MPs heard that female workers were being told to sleep with bosses or get termination letters. Representatives from the Zimbabwe Congress of Trade Unions and the Zimbabwe Federation of Trade Unions who appeared before the Parliamentary Portfolio Committee on Public Service, Labour and Social Welfare, said employers were using the Labour Amendment Act that was passed into law last year to convert workers’ contracts from permanent to one-year fixed contracts.
ZCTU vice president Peter Mutasa said female employees were the most affected. “You have to choose between being harassed and three months’ notice. If it’s a female-headed household you can guess what the employee will choose. In short, the impact of that amendment is that it eroded all the other pieces of law that seek to protect workers.”
“We have done a survey in the banking sector and the figures that are coming from these banks are too high. You hear women testifying that ‘our managers are telling us to book for lodges and hotels using our own money and say call us when you are ready’.
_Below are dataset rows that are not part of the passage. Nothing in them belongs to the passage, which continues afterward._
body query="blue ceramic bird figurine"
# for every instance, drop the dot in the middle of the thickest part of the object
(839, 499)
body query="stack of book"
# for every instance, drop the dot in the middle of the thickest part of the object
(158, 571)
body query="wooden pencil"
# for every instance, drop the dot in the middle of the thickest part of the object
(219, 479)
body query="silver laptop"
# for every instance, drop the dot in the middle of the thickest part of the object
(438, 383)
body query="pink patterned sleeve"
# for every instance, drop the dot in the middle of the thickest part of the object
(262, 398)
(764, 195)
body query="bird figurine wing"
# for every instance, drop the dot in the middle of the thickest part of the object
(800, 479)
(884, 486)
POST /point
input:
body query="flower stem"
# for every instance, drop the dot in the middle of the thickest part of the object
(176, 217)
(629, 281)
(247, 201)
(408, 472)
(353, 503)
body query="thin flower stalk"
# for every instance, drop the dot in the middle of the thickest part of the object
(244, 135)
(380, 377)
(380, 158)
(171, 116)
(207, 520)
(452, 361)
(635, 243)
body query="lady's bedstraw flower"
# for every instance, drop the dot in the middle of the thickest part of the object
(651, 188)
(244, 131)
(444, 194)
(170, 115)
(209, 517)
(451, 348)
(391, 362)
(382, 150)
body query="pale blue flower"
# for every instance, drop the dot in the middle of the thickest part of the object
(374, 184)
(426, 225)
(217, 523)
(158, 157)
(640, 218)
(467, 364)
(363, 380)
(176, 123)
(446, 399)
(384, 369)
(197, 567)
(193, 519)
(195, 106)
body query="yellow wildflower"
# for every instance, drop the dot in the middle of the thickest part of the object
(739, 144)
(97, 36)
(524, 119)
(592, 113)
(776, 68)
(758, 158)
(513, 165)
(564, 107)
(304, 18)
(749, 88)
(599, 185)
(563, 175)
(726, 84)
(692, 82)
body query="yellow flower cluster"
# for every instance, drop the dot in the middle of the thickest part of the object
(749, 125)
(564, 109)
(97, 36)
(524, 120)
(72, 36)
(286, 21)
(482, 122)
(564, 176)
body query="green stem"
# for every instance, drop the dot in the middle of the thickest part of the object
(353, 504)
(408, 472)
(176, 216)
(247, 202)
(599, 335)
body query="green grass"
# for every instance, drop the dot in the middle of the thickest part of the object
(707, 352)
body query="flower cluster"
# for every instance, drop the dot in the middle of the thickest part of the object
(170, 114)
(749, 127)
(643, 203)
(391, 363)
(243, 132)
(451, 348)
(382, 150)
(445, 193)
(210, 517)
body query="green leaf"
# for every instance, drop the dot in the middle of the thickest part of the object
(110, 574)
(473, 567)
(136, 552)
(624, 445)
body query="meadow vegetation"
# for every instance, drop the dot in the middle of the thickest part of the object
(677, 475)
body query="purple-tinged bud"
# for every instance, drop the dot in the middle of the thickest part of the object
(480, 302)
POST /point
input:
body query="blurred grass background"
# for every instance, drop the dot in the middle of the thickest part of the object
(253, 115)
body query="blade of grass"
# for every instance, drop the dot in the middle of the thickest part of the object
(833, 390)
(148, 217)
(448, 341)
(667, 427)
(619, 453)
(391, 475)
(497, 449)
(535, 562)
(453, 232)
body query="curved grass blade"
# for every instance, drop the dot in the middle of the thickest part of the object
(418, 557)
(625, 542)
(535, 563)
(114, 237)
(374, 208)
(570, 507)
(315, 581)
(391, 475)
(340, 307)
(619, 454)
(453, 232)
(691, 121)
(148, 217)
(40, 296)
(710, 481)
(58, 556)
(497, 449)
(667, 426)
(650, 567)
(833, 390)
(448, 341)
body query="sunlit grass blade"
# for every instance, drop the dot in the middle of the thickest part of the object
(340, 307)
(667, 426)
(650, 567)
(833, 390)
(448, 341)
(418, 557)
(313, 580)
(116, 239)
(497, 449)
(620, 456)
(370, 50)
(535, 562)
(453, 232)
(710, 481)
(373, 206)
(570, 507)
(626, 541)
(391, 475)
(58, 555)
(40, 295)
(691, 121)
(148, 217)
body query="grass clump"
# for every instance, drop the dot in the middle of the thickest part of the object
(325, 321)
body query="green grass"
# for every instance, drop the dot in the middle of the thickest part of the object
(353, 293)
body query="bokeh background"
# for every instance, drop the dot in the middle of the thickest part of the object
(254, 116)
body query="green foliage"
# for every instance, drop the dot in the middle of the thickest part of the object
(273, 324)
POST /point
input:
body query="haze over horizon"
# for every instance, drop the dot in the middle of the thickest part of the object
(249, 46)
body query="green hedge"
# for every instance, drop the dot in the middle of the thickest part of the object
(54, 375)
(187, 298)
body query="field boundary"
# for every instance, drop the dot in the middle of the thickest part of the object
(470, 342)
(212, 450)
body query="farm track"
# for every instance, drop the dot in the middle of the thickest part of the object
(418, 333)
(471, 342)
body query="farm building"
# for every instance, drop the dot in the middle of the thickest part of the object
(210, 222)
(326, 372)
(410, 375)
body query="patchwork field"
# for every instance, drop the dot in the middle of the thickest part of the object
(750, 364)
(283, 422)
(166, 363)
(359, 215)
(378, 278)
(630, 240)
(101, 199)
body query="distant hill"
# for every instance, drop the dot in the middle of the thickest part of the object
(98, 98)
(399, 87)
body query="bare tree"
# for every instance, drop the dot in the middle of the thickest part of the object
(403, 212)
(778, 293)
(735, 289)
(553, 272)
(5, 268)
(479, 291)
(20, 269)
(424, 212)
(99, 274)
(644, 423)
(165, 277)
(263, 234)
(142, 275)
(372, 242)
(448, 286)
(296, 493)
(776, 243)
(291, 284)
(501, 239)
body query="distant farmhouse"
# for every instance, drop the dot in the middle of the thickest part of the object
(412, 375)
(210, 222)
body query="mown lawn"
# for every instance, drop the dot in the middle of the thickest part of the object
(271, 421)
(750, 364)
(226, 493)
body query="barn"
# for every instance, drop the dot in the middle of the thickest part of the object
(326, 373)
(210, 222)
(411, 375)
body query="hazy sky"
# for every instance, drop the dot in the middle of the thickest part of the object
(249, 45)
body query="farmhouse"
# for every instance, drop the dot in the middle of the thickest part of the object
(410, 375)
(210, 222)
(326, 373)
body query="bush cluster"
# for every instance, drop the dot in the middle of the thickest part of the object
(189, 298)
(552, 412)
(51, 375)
“Managers will be holding a three-months’ termination letter. If you don’t want, you are put on the (termination) list. So people are suffering. Women are suffering much more than men with this amendment. If we don’t protect labour by protecting job security, we are destroying the nationhood of this country which is against our ideals,” said Mutasa.
He said some companies such as the Metropolitan Bank, Standard Chartered Bank, Econet Wireless and Steward Bank were abusing employees using the Act. Mutasa said at MetBank, employees contracts were converted from permanent to fixed term contracts while at Standard Chartered Bank, several workers were retrenched.